By Maureen Gilmer, IU Health senior writer, email@example.com
The soft, soothing voice of Bella Klotz puts everyone in the room at ease. Especially tiny Olivia Cruz Solis.
Klotz is a music therapist who spends most of her time with the patients in the pediatric intensive care unit at Riley Hospital for Children.
PICU patients are among the sickest in the hospital, but 7-month-old Olivia is having a good day. Her eyes lock onto Klotz’s as the therapist strums a guitar and sings a lullaby, “I See the Moon.”
Olivia wears a spectacular smile as she listens to Klotz’s gentle voice, while others in the room tune out the beeps of medical equipment that threaten to distract from this special moment.
“We bond to a shared beat here,” Klotz says as she pulls out other instruments of therapy – a thin drum, a cabasa (another percussion instrument), a xylophone, rattles and books.
“We do finger wiggles and tummy tickles. Shall we show ‘em your skills, Olivia?”
She launches into another song, “The Ants Go Marching,” while she uses Olivia’s tiny feet to tap the drum she’s quietly beating and adapts the song to the patient before her.
“The ants go marching one by one, hurrah, hurrah. The ants go marching one by one, hurrah, hurrah. The ants go marching one by one, Olivia stops to play the drum, and they all go marching down, to the ground, to get out of the rain.”
“Music therapy here at Riley provides an additional layer of support and an opportunity for patients and their families to connect in a way that they normally aren’t able to,” Klotz said.
In concert with other therapies that Olivia receives, Klotz is able to help support her patient’s sensory development, while her colleagues work on other developmental skills.
Olivia has been at Riley since she was born in January, suffering from spina bifida, hydrocephalus and a heart valve defect. She has endured two heart procedures (Dr. Mark Turrentine) and multiple brain surgeries (Dr. Laurie Ackerman), as well as a tracheostomy and placement of a G-tube for feeding.
All of this hasn’t dimmed her light. She is sweet and feisty, says her great aunt, Connie Bastin. And she is strong.
Olivia’s mom, Casey Solis, says just having her daughter here is more than she thought possible. Doctors had prepared her for serious complications before Olivia’s birth at 37 weeks.
She wasn’t even sure her baby was going to make it. But Olivia’s activity in the womb gave her hope.
“She was wild,” Solis said, adding that after previous lost pregnancies, she is finally a first-time mom. “At 37, I finally have my baby.”
Klotz has been working with Olivia since the little girl moved over to the PICU from the NICU. The music therapist has been a constant in Olivia’s life, said Bastin, who goes by Grandma in this room and can’t wait to take Olivia shopping someday.
“She loves the music,” Bastin said. “And she is just the love of our lives.”
“She’s a champ,” said Klotz of her young patient. When Klotz begins singing, “How Much Is That Doggy in the Window?” Olivia bats her impossibly long eyelashes and smiles.
It’s almost a miracle that she can smile, considering all she’s been through, but that’s why therapy is all the more important.
“Anything we can do to provide some sense of normalcy and engage them in a way that another child might be able to do outside the hospital, we do it,” Klotz said.
“It doesn’t cross people’s minds sometimes that some babies are here almost their entire first year,” she added. “For this trach and vent population, it is a lengthy stay. When you think of all those firsts, those things we take for granted, it’s a big deal when a milestone is met.”
Olivia has improved by leaps and bounds, Klotz said. Every time she meets a developmental milestone, like grasping for a toy or holding up her head, it’s reason to celebrate.
Earlier this week, Olivia took a ride around the unit in a Riley wagon. It was her first trip outside her room, with the exception of medical procedures.
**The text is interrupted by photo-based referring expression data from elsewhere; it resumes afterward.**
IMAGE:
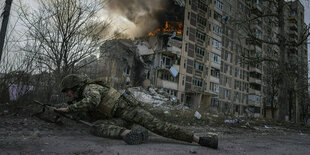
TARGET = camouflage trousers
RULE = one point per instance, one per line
(127, 114)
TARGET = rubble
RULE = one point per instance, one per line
(157, 98)
(197, 115)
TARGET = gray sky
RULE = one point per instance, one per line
(13, 17)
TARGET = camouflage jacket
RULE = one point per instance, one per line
(95, 99)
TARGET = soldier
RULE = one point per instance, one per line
(113, 113)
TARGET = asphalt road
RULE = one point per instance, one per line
(30, 136)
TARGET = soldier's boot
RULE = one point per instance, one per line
(210, 141)
(135, 137)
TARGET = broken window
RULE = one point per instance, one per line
(214, 87)
(202, 6)
(166, 61)
(218, 4)
(201, 35)
(200, 50)
(127, 70)
(216, 44)
(215, 72)
(201, 20)
(197, 82)
(199, 66)
(217, 16)
(216, 58)
(214, 102)
(217, 29)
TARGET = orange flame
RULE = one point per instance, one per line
(169, 28)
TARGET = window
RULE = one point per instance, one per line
(214, 102)
(216, 44)
(198, 66)
(127, 70)
(166, 61)
(216, 58)
(202, 6)
(200, 50)
(215, 72)
(217, 30)
(214, 87)
(237, 72)
(217, 16)
(201, 35)
(227, 93)
(218, 4)
(258, 34)
(201, 20)
(197, 82)
(254, 98)
(228, 56)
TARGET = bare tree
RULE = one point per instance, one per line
(280, 48)
(60, 33)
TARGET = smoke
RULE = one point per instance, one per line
(137, 17)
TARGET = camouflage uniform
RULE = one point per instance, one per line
(119, 113)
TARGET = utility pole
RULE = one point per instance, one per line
(5, 21)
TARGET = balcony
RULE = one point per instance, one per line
(167, 84)
(252, 103)
(292, 19)
(254, 80)
(174, 50)
(214, 79)
(254, 91)
(215, 65)
(254, 69)
(201, 27)
(293, 39)
(293, 26)
(257, 9)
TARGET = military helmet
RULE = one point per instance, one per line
(72, 80)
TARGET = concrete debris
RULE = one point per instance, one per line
(157, 98)
(197, 115)
(231, 121)
(193, 151)
(267, 127)
(174, 72)
(308, 122)
(36, 133)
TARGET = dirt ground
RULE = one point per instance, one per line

Imagine what it will be like for to go outside for the first time.
“We can’t wait until we can take her out and show her the trees,” Bastin said. “Everything is new to her.”
Olivia could go home as early as next week, once Solis and Bastin complete their solo caregiving sessions under the watchful eye of Riley nurses.
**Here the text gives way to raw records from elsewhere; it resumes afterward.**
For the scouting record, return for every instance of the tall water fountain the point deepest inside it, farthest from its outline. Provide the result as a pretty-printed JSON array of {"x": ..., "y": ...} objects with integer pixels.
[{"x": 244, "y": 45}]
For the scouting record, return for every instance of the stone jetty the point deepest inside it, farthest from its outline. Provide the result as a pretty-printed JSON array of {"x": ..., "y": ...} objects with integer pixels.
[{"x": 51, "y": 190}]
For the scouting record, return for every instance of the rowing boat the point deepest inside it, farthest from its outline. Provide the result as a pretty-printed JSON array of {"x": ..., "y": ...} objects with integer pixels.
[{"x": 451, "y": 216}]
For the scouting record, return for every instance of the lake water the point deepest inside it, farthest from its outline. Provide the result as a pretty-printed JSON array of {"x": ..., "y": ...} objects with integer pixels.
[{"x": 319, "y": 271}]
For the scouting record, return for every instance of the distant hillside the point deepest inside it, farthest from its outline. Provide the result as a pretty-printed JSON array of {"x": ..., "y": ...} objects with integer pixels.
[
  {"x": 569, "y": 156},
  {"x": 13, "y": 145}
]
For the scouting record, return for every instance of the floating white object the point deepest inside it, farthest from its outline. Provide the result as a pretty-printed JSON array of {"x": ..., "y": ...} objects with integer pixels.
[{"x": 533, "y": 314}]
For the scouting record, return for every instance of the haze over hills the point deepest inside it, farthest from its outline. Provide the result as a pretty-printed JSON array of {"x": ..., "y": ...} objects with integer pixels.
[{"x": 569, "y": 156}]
“She’s kicking butt,” Solis said of her daughter. “She has surprised everybody.”
Another heart surgery is in her future, but the hope is that she can settle in at home for a few months before returning to Riley.
Klotz ends her session with a book called “Snuggle Puppy.” She encourages Olivia to help turn the pages while she sings, “Fuzzy little Snuggle Puppy, I love you.”
“We try our best to settle their heartrate, raise their oxygenation level and soothe in every way,” Klotz said.
It seems to be working, as Olivia stretches and yawns.
“I love this population of patients because they are here for such a long time,” the therapist said. “The ones we are able to provide music therapy to really benefit.”